Massachusetts Bracing for Loss of 7,200 Financial Services Jobs

Many large corporations and asset managers in Massachusetts are planning to cut jobs, and by the best estimates, the state could lose jobs for 4%, or 7,200, of its financial servcies workforce by the end of next year, slightly higher than an estimated 3% decrease in the rest of the nation, The Boston Globe reports.

 

Banks and mutual fund companies “are seeing big drops in the equity markets, and I think those types of firms are going to take a hit,” said Gus Faucher, director of macroeconomics at economy.com.

 

The financial and insurance industry, which employs 179,800, now accounts for 5% of the workforce in the state and has already laid off 900 people.
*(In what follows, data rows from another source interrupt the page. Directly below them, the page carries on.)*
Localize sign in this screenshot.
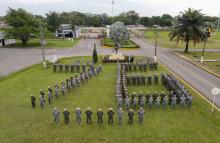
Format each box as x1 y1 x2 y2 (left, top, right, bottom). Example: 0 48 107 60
211 88 220 95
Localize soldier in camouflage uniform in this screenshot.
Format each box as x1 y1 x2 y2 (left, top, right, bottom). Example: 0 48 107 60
53 107 60 124
138 107 145 124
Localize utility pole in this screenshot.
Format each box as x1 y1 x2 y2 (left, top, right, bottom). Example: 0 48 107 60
154 29 159 62
39 22 46 68
201 36 207 63
112 0 114 17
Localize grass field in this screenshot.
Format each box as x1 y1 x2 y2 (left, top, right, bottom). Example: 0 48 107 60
0 56 220 143
145 30 220 49
3 38 80 48
104 38 139 48
178 51 220 72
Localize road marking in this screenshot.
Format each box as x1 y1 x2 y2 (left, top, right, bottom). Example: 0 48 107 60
160 53 216 88
135 38 220 111
166 64 193 67
159 61 220 112
88 40 93 49
180 64 216 88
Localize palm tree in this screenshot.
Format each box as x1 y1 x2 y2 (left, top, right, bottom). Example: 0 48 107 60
169 8 207 53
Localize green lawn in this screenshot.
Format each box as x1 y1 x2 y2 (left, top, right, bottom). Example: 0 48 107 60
145 30 220 49
104 38 139 48
3 38 80 48
178 51 220 72
0 56 220 143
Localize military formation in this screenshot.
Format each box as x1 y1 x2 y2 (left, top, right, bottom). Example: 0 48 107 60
121 61 158 72
30 65 102 109
30 57 193 127
115 61 193 110
126 74 159 86
53 60 95 73
52 107 145 125
161 73 193 108
116 61 128 98
116 90 193 110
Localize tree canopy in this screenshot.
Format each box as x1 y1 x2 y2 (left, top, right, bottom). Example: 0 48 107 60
169 8 207 53
5 8 38 45
46 11 60 32
110 22 130 53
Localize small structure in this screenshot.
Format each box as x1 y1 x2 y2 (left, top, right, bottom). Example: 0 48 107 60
56 24 80 38
109 53 125 60
0 21 10 29
0 32 5 46
106 25 111 38
80 27 106 38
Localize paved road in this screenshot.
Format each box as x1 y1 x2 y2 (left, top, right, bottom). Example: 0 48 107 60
0 39 101 77
1 37 220 109
132 37 220 108
0 38 153 77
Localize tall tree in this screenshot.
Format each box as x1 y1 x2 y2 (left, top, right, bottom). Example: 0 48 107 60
92 44 98 63
126 10 140 25
100 14 110 26
140 17 154 27
86 15 102 27
5 8 38 45
160 14 173 27
46 11 60 32
110 22 129 53
169 8 207 53
152 16 162 26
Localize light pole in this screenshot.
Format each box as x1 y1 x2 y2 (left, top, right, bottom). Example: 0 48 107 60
39 22 46 68
154 28 159 62
201 37 207 63
211 88 220 112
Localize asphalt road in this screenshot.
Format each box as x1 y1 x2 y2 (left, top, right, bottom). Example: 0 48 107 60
0 39 101 77
132 37 220 108
0 38 153 77
1 37 220 109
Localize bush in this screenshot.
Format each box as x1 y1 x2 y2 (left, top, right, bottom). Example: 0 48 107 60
102 55 135 63
103 38 140 49
93 45 98 63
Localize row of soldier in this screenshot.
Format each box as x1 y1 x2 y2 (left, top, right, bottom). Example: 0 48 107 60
53 107 145 125
161 73 193 108
126 74 159 86
116 62 193 109
117 91 193 110
53 60 96 73
31 65 103 109
116 62 128 98
121 61 158 72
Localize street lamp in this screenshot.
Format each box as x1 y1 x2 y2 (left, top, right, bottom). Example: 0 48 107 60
200 37 207 63
211 87 220 112
39 21 46 69
154 28 159 62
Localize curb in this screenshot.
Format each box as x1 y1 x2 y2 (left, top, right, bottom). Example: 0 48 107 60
159 61 220 112
169 51 220 79
102 46 139 51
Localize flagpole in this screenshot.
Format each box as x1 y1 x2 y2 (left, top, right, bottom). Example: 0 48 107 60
112 0 114 17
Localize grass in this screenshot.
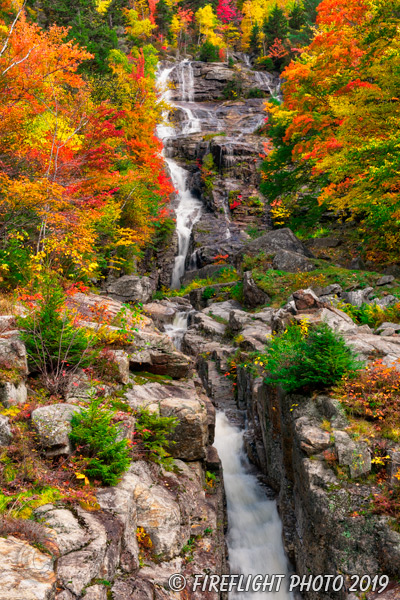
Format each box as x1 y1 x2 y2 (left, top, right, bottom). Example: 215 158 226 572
243 258 399 307
202 132 226 141
161 266 239 298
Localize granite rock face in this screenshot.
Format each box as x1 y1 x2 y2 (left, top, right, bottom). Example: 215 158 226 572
106 275 154 304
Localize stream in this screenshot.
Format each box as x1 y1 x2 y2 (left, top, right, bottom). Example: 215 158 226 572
157 60 293 598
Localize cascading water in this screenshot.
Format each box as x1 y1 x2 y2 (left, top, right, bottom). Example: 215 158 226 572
164 312 189 351
214 413 294 599
161 59 295 597
156 63 203 290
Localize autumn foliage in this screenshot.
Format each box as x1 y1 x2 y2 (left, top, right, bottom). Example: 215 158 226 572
261 0 400 260
0 0 173 284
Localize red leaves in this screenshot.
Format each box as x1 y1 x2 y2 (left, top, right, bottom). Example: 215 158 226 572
216 0 240 24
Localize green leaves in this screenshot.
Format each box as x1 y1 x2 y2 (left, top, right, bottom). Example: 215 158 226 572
256 322 363 393
70 394 131 486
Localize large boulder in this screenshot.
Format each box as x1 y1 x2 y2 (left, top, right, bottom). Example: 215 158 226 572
106 275 154 304
243 272 270 308
0 414 12 446
35 506 89 556
160 397 209 461
0 381 27 407
272 249 316 273
240 227 314 259
55 510 110 596
341 287 374 307
190 313 226 339
31 404 82 456
142 301 177 325
132 466 184 559
0 536 55 600
127 330 192 379
0 338 28 376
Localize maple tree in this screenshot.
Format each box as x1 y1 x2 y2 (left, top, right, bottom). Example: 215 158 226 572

At its peak in January 2002, it employed 188,200 people. But as the blowup of the Internet bubble took its toll, 14,400 people were given the pink slip.

 

On the bright side, said Alan Clayton-Matthews, an economist with University of Massachusetts at Boston, the cuts this time around will be shallower, and many people who work in financial services are highly educated, so they will probably land on their feet.

 

And, eventually, the stock market will recover, and many of those jobs will come back. Faucher predicted strong hiring to return to the financial services sector in 2010.

By comparison, New York expects to lose 35,000 jobs in the financial services sector.